『1000年の山古志』
先々週末、山形国際ドキュメンタリー映画祭に行ったのですが、その10月10日には都内の映画館で数多くのドキュメンタリー映画が公開になっていて、ちょっとした驚きと感慨をいだきました。映画館でドキュメンタリー映画が上映されることが珍しかった時代を知っている世代としては隠世の感があります。もちろん、面白い・面白くない、いい・悪いはいろいろあるでしょうが、それは劇映画だって同じこと。まずは見れる環境になっていることはいいことだ、と単純に思います。できるだけ見たいと思うのですが、どこまで追いつけるか。

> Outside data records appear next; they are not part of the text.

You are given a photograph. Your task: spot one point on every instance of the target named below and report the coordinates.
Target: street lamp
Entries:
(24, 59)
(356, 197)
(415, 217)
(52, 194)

さて、今日は『1000年の山古志』を見ました。ドキュメンタリー映画を見る面白さの一つに、大きな出来事のその後を見れることがあります。たった5年前のことなのに、中越大震災のことは忘れかかっています。この映画の冒頭でも映し出されるように、全くの孤立地区となり全村民が避難した山古志村のことは何度もニュースで取り上げられていました。この映画は、その後4年間でどう村が復興していったかを描いた作品です。見ながら、よく撮ったなあ、と素直に思いました。と言うのも、「復興」の様子を撮りたいと思うのは簡単ですが、撮る側がいくら予想を立てても実際に復興していくまでには時間がかかります。その時間を粘り強く撮るのは簡単なことではない。この映画では住民の方々の心のひだまで丁寧に映し出している。もっとも、復興とは言っても、何か大きなことがあるわけでもなく、「普通」の生活を取り戻すささやかな営み重ねられるわけで、そういう意味では地味。でも、その地味なことが本当の「復興」なんだろうなあ、と実感できる。映画の最後のほうに描かれる、田んぼに水が入るシーンは感動的だ。全体的にはオーソドックスだけど、僕はオーソドックスな映画も好き。変に奇をてらったり、もったいつけた映画はあまり好きではない。監督の橋本信一さんは前作『掘るまいか』が山古志村を舞台にしたドキュメンタリーでした。その後に、中越地震が起きてしまったわけで、監督としてはこの映画を作るのが宿命みたいなものだったかもしれません。